Conclusion: Easy pleasant drinking tea. A long enduring flavour. Perfect for milk and sugar or by itself. This is what a black tea breakfast blend is expected to taste like at its best.
Price: £7.45 for 125g.
As this quickly became my wife’s favourite I am drinking this a lot. I enjoy these Ceylonese teas a lot, light and flavourful.
Assam FBOP Second Flush Manjushree – No 19
The acclaimed Manjushree tea estate is nestled in the lush green mountains of Southern India. The high heat and humidity of this region, gives rise to the beautifully bold and characterful taste of this small leaf tea.
Exceptionally strong brew, with the uniquely delicious, malty flavour of Assam teas. Offering a bold, bright liquor this is the perfect flavoursome breakfast tea. It will go well with milk and has enough sweetness to stand on its own.
Leaf: Small rolled leaves with gold tips
Liquid: producing a bright amber colour.
Nose; strong earthy tea, great deep distinctive Assam aromas
Palate; Malt and nutty caramel notes a hint of plum, good sweetness. Powerful tannins with just a hint of the ginger Edinburgh rock.
Conclusion: A very typical strong tanic Assam.

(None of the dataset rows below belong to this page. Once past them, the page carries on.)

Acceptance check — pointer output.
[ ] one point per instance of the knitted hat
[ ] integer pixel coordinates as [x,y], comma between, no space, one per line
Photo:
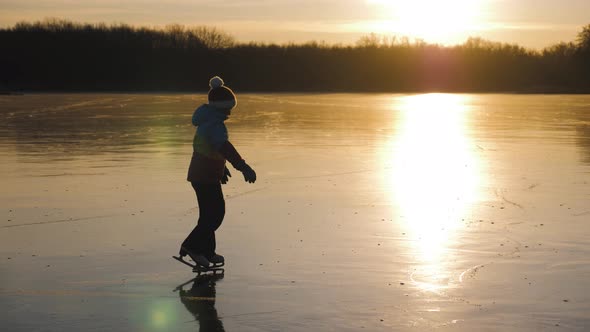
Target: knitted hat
[221,96]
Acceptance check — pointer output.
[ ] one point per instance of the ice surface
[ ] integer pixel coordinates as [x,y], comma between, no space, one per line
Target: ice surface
[372,211]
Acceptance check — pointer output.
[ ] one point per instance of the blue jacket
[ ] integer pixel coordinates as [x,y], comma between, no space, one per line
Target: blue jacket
[211,146]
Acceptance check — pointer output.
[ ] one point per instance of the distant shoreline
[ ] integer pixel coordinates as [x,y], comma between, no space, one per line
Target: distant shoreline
[245,91]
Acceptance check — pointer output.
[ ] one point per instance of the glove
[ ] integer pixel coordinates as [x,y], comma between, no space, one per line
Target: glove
[226,176]
[249,174]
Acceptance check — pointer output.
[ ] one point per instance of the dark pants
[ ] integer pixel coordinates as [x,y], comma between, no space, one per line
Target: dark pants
[211,212]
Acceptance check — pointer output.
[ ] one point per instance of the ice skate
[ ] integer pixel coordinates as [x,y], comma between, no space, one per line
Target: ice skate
[200,263]
[216,260]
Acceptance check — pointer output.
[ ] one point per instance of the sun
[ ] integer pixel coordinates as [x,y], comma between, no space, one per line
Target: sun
[437,21]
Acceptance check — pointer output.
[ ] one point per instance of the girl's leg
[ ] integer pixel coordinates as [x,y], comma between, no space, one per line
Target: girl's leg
[211,212]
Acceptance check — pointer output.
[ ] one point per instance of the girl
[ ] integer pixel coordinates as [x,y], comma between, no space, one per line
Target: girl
[207,171]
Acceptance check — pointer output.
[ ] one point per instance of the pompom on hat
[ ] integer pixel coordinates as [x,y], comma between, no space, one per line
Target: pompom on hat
[221,96]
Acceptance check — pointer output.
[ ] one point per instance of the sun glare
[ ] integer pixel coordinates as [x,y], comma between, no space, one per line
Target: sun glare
[444,22]
[434,179]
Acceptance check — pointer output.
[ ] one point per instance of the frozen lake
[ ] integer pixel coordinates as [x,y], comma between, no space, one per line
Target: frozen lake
[373,212]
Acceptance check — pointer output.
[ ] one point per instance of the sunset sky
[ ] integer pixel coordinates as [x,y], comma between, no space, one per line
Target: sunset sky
[531,23]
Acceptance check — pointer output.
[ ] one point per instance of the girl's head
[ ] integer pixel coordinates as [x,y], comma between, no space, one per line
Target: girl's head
[220,96]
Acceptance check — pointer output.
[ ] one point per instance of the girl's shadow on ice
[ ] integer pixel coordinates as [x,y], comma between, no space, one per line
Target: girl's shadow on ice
[200,301]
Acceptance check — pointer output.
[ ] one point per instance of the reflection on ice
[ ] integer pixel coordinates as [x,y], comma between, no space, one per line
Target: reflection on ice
[434,178]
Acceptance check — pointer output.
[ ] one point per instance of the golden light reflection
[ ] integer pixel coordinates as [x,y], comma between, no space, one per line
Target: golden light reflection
[434,178]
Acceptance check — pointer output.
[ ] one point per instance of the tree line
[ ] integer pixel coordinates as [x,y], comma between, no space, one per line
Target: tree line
[59,55]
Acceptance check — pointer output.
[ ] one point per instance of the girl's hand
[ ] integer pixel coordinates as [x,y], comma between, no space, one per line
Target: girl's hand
[226,176]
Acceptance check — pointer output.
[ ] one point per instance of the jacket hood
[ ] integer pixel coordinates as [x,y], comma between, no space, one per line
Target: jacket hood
[206,113]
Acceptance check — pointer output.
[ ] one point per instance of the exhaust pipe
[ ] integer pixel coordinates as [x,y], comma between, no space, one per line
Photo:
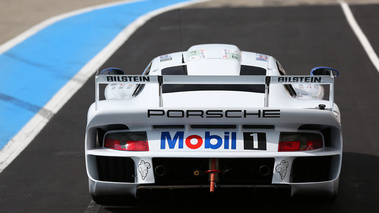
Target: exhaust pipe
[160,170]
[264,170]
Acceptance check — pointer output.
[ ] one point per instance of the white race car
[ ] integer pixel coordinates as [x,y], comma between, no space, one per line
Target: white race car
[213,118]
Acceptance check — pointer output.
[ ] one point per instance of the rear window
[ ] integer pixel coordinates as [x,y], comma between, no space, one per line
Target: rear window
[182,70]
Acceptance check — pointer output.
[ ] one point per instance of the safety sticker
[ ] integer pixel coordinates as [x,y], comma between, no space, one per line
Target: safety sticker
[282,169]
[143,168]
[165,58]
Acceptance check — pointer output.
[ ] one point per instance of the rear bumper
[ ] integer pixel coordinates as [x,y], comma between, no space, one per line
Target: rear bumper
[291,176]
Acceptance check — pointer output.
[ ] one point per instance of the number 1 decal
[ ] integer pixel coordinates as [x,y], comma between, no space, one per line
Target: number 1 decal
[254,140]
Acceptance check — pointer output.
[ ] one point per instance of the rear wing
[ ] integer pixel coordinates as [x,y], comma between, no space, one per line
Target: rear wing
[232,80]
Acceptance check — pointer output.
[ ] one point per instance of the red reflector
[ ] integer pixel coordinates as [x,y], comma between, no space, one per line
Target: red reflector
[290,146]
[126,145]
[290,142]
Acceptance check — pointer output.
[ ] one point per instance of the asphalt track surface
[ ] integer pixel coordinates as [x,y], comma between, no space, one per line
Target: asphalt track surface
[49,175]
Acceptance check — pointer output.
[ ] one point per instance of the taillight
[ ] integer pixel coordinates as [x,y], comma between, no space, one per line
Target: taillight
[127,141]
[299,141]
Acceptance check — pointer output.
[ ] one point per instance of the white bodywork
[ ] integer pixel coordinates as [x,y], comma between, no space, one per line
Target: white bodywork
[214,123]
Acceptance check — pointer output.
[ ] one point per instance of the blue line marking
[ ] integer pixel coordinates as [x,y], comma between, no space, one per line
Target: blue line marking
[33,71]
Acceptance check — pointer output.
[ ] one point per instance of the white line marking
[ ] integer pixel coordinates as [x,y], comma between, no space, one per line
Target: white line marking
[35,29]
[92,207]
[23,138]
[361,36]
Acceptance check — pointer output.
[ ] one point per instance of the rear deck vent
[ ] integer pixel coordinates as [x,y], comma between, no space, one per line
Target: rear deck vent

Great value, tasty with a long enjoyable finish. Good for second flush but for me a tad woody.
Price: Certainly great value at £4 for 50g.
I bough these in Caddies to store them and allow me to purchase refill sizes in future.
I purchased these from The London Teamakers
https://www.theteamakers.co.uk/. from whom they are available on their on line store. By buying from independents you will access quality teas which provide the most flavour and although more expensive it is a matter of quality. A balance all whisky fans are more than familiar with.
I am able to enjoy the pleasures of practicing tasting all say leaving my whisky samples for later. The tea industry is as committed and expert as the whisky community. It is an equally pleasant and supportive one. Give tea a try expand your palate experience. Enjoy and let me know how you get on.